# Comment faire réouvrir les onglets dans Safari 6.0 ?



## nifex (23 Août 2012)

Bonjour,

J'ai Safari 6.0 et je n'arrive pas à lui faire réouvrir les onglets présent à la fermeture lors de l'ouverture de safari, à chaque fois il ne réouvre pas mes onglets.

J'ai chercher dans les préférences mais pas moyen de trouver une chose aussi simple :rose:

merci d'avance pour votre aide


----------



## da capo (23 Août 2012)

Bonsoir.

As-tu vérifié dans les préférences système à l'onglet Général ?


----------



## nifex (23 Août 2012)

Merci.

Mais je ne vois pas cela dans l'onglet général... C'est normal docteur ???


----------



## da capo (23 Août 2012)

Dans les préférences SYSTEME (pas celles de Safari) -> Menu Pomme


----------



## lepetitpiero (23 Août 2012)

barre de menu - historique - réouvrir la dernière fenêtre ...   Faut que la fonction Ouvrir dans des onglets plutôt que dans une nouvelle fenêtre soit actif dans les preferences système  ( mais peut-être pas obligé ... à tester )


----------



## nifex (23 Août 2012)

lepetitpiero a dit:


> barre de menu - historique - réouvrir la dernière fenêtre ...



Merci c'est bon à savoir. Mais j'aimerai que Safari face cela comment un grand tout seul et il n'y a pas moyen de trouver comment faire des les options... :rateau:


----------



## da capo (23 Août 2012)

da capo a dit:


> *Dans les préférences SYSTEME (pas celles de Safari)* -> Menu Pomme





nifex a dit:


> Merci c'est bon à savoir. Mais j'aimerai que Safari face cela comment un grand tout seul et il n'y a pas moyen de trouver comment faire des les options... :rateau:



Lis tous les messages...


----------



## lepetitpiero (23 Août 2012)

Oui moi aussi... Safari sans ceci, plus de flus rss c'est assez regressif pour moi

Dommage qu'il n'y ait pas un truc du style tu fermes la fenetre avec alt enfoncée et elle se réouvre avec tous les onglets précédents

---------- Nouveau message ajouté à 18h21 ---------- Le message précédent a été envoyé à 18h14 ----------



da capo a dit:


> Dans les préférences SYSTEME (pas celles de Safari) -> Menu Pomme


Oui mais non justement cela fonctionne pour les documents ouvert dans les applis 

Pas pour les onglets ouvert au sein d'une fenêtre... ( ou alors faut quitter l'application peut-être et encore...) or là on parle de fenêtre....


----------



## da capo (23 Août 2012)

lepetitpiero a dit:


> Oui mais non justement cela fonctionne pour les documents ouvert dans les applis
> 
> Pas pour les onglets ouvert au sein d'une fenêtre... ( ou alors faut quitter l'application peut-être et encore...) or là on parle de fenêtre....

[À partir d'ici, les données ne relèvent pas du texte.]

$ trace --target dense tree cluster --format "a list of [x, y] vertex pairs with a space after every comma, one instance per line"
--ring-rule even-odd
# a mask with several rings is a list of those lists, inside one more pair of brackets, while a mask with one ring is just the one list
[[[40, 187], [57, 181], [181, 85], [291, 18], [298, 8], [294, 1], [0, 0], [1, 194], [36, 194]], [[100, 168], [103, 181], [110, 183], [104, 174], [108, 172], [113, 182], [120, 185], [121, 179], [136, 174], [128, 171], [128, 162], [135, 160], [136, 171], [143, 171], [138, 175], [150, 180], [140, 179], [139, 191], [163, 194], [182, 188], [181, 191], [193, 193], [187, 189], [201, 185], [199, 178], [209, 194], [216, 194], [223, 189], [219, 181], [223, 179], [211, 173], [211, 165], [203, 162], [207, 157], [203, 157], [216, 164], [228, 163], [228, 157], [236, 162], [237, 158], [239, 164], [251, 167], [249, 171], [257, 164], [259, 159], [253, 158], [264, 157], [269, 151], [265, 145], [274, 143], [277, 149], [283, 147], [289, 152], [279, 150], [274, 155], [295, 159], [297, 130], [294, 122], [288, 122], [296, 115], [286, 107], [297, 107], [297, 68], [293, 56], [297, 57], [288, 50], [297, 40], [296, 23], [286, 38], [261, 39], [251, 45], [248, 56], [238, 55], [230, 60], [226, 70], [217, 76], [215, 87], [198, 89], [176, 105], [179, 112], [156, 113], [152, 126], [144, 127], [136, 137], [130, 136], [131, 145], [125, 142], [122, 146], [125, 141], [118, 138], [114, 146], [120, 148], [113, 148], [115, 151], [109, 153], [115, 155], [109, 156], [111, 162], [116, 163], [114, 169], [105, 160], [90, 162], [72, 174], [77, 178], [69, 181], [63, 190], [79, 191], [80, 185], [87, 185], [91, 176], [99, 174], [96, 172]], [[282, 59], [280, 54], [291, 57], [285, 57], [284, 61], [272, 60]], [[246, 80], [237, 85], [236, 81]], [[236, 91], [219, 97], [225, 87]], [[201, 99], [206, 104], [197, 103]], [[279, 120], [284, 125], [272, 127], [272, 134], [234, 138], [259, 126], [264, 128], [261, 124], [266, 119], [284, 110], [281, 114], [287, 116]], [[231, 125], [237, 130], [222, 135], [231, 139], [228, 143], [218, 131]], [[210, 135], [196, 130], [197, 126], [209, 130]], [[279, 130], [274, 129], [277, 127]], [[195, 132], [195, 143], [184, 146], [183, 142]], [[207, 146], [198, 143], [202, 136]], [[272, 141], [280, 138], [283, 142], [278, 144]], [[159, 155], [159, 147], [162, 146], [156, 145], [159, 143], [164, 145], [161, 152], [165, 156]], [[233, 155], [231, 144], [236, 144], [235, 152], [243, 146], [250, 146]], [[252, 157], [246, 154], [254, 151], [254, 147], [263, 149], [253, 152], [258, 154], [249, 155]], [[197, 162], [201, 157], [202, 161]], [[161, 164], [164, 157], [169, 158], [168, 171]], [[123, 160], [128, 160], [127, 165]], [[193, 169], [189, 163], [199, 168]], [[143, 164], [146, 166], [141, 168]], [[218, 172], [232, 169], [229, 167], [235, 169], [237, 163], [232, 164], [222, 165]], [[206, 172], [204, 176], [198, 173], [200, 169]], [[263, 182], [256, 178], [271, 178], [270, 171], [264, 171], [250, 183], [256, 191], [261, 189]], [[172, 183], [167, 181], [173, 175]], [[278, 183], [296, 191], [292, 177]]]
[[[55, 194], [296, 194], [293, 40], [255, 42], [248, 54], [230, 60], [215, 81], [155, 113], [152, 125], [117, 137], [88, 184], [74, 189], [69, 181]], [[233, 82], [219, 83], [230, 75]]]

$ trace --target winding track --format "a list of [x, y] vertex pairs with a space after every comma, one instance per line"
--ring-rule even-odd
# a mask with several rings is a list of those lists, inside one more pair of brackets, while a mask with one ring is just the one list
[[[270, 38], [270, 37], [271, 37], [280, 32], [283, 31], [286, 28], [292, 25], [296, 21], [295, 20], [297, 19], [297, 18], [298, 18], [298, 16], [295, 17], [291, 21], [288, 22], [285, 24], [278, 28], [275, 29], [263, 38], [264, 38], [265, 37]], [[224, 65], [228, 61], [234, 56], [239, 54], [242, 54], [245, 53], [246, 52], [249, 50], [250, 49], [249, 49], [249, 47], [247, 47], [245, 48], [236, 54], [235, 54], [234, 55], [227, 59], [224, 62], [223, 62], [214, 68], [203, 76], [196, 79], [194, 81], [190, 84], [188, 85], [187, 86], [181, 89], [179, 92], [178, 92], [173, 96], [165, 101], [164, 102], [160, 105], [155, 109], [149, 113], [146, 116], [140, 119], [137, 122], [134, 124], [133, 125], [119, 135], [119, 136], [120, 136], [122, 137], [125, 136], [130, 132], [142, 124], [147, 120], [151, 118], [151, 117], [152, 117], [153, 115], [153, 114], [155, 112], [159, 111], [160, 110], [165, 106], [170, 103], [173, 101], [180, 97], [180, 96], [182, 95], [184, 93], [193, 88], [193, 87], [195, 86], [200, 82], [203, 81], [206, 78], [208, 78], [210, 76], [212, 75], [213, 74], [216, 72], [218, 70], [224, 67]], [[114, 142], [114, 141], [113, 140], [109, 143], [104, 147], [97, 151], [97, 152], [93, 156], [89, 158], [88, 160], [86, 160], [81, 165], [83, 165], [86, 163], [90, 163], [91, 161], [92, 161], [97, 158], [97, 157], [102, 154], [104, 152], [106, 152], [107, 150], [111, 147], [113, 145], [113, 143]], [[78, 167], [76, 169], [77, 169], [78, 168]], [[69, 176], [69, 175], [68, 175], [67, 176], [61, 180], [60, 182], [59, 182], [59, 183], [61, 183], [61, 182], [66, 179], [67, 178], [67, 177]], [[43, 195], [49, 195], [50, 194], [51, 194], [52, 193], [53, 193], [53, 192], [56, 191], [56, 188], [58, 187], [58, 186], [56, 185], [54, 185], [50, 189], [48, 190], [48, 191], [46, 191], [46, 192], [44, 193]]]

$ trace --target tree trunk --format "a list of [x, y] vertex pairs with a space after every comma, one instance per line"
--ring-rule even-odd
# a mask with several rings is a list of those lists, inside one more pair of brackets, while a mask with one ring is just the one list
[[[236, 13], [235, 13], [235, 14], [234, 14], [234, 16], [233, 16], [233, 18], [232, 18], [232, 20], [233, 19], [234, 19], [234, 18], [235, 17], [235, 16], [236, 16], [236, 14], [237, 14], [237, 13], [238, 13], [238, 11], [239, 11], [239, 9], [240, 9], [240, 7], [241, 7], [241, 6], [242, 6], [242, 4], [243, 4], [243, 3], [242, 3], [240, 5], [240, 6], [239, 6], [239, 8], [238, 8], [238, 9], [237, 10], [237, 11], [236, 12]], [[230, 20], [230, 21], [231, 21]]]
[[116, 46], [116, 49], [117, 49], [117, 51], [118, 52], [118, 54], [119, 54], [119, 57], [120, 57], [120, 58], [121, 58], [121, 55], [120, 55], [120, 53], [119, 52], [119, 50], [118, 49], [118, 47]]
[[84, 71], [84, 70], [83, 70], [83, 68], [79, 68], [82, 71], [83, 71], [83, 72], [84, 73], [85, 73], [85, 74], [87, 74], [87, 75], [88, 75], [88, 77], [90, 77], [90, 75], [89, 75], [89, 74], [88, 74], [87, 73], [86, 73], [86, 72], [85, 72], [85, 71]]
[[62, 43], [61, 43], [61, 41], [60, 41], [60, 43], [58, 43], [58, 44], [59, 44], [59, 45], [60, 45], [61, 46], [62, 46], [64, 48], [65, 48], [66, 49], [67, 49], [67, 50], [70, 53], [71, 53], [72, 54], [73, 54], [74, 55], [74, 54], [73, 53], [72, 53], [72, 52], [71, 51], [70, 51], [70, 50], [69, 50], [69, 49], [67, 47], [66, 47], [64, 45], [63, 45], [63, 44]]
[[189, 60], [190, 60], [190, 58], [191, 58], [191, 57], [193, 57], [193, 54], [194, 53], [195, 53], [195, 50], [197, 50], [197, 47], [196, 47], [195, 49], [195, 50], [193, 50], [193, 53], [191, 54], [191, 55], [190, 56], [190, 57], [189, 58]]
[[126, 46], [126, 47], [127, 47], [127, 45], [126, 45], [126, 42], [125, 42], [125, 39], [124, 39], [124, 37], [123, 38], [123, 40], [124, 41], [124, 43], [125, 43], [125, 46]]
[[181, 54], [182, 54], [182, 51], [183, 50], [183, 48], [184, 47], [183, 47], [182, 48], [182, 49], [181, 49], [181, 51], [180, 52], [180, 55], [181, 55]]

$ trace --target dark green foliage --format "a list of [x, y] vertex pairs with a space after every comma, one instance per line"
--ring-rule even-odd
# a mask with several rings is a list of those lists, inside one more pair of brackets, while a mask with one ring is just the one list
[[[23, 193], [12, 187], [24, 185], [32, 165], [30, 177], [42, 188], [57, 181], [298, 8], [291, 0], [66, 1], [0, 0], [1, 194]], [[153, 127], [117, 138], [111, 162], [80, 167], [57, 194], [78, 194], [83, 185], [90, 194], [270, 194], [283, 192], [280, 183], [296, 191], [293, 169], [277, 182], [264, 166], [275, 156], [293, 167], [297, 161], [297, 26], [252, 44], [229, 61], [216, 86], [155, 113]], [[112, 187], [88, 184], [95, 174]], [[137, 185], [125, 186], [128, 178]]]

Oui mais non : c'est comme cela que cela fonctionne. Tu quittes Safari avec 1 ou n fenêtres ouvertes et tu les retrouves au lancement suivant.

C'est ce que demande nifex.

Essaie, tu verras.


----------



## nifex (23 Août 2012)

Merci j'ai trouvé dans les paramètre de mac os x et pas de safari, ce n'est vraiment très logique mais c'est tout bon à présent, en désactivant cette option j'ai bien mes onglets qui se réouvre !

merci beaucoup pour votre aide !!!


----------



## lepetitpiero (23 Août 2012)

Ok ça fonctionne... j'ai relancer le finder. Par contre c'est pas logique de ne pas pouvoir gerer ça dans safari ca si on veut que cela le face avec une appui et pas l'autre...


----------



## da capo (23 Août 2012)

Certes, mais cette fonction comme d'autres se veut globale dans le système. Elle affecte aussi la suite Office etc.


----------



## da capo (25 Août 2012)

lepetitpiero a dit:


> Ok ça fonctionne... j'ai relancer le finder. Par contre c'est pas logique de ne pas pouvoir gerer ça dans safari ca si on veut que cela le face avec une appui et pas l'autre...





da capo a dit:


> Certes, mais cette fonction comme d'autres se veut globale dans le système. Elle affecte aussi la suite Office etc.



Je cite un extrait de news de macge sur la beta 10.8.2 de OS X :


> Apple précise enfin que Safari 6.0.1 permet de restaurer les fenêtres ouvertes au lancement, même si la fonctionnalité Resume est désactivée dans le système.



Comme quoi, il suffit d'attendre un peu


----------